Comparing Prefetching Schemes

Hardware-based prefetching requires some support connected to the cache but little modification to the processor. Its main advantage is that prefetches are handled dynamically at runtime without compiler intervention. The drawbacks are that extra hardware resources are needed, that memory references for complex access patterns are difficult to predict and that it tends to have a more negative effect on memory traffic.

In contrast, software-directed approaches require little hardware support. They rely on compiler technology to perform static program analysis and to selectively insert prefetch instructions. Because of this, they are less likely to prefetch unnecessary data. The disadvantages are that there is some non-negligible overhead due to the extra prefetch instructions and that some useful prefetching cannot be uncovered at runtime.
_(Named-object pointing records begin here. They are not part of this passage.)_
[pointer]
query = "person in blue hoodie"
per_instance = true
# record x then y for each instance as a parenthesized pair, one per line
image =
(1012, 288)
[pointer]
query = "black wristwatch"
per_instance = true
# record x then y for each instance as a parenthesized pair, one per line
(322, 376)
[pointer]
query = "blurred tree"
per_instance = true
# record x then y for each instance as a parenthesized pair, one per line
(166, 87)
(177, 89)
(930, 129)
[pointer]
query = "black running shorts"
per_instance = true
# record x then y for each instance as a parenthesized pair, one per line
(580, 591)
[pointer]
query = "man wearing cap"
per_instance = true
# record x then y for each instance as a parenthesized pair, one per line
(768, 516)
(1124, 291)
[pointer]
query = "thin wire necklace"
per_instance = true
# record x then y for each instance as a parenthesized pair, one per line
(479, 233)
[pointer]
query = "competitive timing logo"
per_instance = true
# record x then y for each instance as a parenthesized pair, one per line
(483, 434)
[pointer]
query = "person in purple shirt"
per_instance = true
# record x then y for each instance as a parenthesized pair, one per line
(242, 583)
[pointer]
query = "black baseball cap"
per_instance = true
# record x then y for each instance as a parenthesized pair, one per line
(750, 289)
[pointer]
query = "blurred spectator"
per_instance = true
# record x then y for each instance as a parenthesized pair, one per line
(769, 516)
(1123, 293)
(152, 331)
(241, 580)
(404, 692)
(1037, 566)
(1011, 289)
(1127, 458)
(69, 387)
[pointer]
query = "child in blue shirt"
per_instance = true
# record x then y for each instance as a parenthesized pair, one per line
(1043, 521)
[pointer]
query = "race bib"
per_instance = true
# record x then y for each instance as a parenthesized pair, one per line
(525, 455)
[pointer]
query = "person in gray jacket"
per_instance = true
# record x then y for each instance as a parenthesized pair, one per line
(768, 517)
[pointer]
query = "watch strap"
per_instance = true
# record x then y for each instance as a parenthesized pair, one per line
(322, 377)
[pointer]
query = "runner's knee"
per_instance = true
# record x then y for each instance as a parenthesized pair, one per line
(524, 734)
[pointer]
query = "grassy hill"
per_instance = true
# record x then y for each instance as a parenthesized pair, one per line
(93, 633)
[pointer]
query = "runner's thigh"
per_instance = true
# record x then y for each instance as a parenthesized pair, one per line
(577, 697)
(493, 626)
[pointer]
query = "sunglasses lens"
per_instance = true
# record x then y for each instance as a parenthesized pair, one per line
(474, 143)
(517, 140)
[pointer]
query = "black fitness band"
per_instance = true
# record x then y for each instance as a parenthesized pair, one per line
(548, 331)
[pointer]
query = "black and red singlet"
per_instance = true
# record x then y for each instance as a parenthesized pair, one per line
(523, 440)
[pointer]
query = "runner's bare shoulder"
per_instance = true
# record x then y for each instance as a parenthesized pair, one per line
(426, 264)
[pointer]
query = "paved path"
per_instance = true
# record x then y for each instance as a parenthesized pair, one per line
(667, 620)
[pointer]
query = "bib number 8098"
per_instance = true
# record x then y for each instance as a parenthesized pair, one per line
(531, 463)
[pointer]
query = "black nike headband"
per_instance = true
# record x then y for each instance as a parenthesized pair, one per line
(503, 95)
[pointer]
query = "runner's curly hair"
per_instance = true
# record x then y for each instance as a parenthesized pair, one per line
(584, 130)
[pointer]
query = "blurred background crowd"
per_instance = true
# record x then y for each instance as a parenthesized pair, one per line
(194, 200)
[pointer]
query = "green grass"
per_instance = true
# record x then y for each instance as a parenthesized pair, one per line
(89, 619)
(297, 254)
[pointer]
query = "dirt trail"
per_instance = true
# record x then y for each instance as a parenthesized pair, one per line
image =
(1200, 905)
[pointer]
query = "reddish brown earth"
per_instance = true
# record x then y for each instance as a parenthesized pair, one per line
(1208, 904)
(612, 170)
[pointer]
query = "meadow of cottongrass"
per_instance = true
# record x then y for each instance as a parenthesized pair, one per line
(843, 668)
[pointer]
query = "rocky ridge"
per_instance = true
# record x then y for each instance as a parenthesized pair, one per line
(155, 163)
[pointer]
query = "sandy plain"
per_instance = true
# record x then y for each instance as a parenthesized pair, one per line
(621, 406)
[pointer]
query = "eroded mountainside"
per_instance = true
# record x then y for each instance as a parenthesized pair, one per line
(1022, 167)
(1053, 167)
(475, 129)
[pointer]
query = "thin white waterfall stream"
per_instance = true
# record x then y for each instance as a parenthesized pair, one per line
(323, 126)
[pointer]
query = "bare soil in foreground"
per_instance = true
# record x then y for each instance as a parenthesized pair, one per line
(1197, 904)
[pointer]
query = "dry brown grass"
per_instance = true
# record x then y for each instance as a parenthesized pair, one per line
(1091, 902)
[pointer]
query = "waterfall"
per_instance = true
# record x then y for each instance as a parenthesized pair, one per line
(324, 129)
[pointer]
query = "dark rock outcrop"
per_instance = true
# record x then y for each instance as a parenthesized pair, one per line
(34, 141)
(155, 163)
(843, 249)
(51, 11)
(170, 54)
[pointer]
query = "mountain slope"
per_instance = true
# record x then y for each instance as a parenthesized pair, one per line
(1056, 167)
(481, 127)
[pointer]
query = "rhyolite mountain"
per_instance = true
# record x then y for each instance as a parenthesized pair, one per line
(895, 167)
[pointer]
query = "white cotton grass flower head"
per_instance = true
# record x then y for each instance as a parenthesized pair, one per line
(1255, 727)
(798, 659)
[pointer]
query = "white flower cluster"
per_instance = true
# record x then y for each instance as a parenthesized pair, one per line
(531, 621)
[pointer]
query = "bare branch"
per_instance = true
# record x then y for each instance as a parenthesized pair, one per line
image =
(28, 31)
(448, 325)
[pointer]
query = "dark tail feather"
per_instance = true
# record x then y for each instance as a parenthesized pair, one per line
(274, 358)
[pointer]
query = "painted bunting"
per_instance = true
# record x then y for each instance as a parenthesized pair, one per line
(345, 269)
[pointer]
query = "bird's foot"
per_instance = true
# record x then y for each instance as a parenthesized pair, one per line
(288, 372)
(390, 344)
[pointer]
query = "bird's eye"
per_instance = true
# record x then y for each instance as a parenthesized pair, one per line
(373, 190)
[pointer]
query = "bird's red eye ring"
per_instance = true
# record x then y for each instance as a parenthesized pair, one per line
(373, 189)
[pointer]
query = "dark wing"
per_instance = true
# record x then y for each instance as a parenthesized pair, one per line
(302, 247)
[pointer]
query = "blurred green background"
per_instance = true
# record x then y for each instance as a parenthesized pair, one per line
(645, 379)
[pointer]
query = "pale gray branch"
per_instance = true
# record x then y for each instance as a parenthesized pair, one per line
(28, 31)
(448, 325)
Hardware prefetching schemes perform best for programs in which most references are regular and sequential. Software prefetching can be more flexible, it can deal with programs with complicated but well-organised data structures.

Chen and Baer compare Mowry et al.'s software approach with their own hardware approach in a multiprocessor environment [4], and their results confirm the above observations. They also propose a prefetching scheme that combines software and hardware techniques, having (hopefully) the advantages of both and the drawback of neither. This is shown to outperform both of the above approaches, and is perhaps the next step in cache prefetching.